USS Stickell (DD-888) was a Gearing-class destroyer of the United States Navy in service from 1945 to 1972. She was renamed HS Kanaris (D212) in 1972 on transfer to the Hellenic Navy.
USS Tattnall (DDG-19) was a Charles F. Adams-class guided missile-armed destroyer of the United States Navy. She was named for Commodore Josiah Tattnall III USN (1794–1871) – also commandant of the CSS Virginia, and an admiral in the Confederate States Navy – who made the adage "blood is thicker than water" a part of American history.
USS Willis A. Lee (DD-929) was a Mitscher-class destroyer in the United States Navy. She was named for Vice Admiral Willis A. "Ching" Lee USN (1888–1945).

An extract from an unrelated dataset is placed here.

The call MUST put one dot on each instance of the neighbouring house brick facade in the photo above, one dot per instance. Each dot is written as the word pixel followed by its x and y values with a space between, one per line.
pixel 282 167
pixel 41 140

USS Wilkinson (DL-5) was a Mitscher class destroyer in the United States Navy. She was named for Vice Admiral Theodore Stark "Ping" Wilkinson USN (1888–1946).
USS Davis (DD-937) was a Forrest Sherman-class destroyer of the United States Navy laid down by the Bethlehem Steel Corporation at Quincy, Massachusetts, on 1 February 1955. The ship was named for Commander George Fleming Davis USN (1911-1945), commanding officer of USS Walke (DD-723), killed in action at Lingayen Gulf on Luzon in the Philippine Islands on 6 January 1945, and posthumously awarded the Medal of Honor. Davis was launched on 28 March 1956 by Mrs. G. F. Davis, widow of Commander Davis, and commissioned on 6 March 1957 at Boston Naval Yard.
USS Manley (DD-940), named for Captain John Manley (c.1733–1793), was a Forrest Sherman-class destroyer built by the Bath Iron Works Corporation at Bath in Maine. The keel was laid down on 10 February 1955. Manley was commissioned on 1 February 1957 and sponsored by Mrs. Arleigh A. Burke, wife of then Chief of Naval Operations, the principal speaker at the commissioning ceremonies.
USS Hammerberg (DE-1015), a Dealey-class destroyer escort, was a ship of the United States Navy named for Navy diver Francis P. Hammerberg (1920–1945), of Daggett, Michigan, who was awarded the Medal of Honor posthumously for rescuing two fellow divers from a wreck in Pearl Harbor.
USS Wadleigh (DD-689) was a Fletcher-class destroyer of the United States Navy, named for Rear Admiral George H. Wadleigh (1842–1927).
USS Van Voorhis (DE-1028) was a Dealey-class destroyer escort, was a ship of the United States Navy named for Commander Bruce Van Voorhis (1908–1942), a naval aviator who was awarded the Medal of Honor posthumously for action in the Eastern Caroline Islands.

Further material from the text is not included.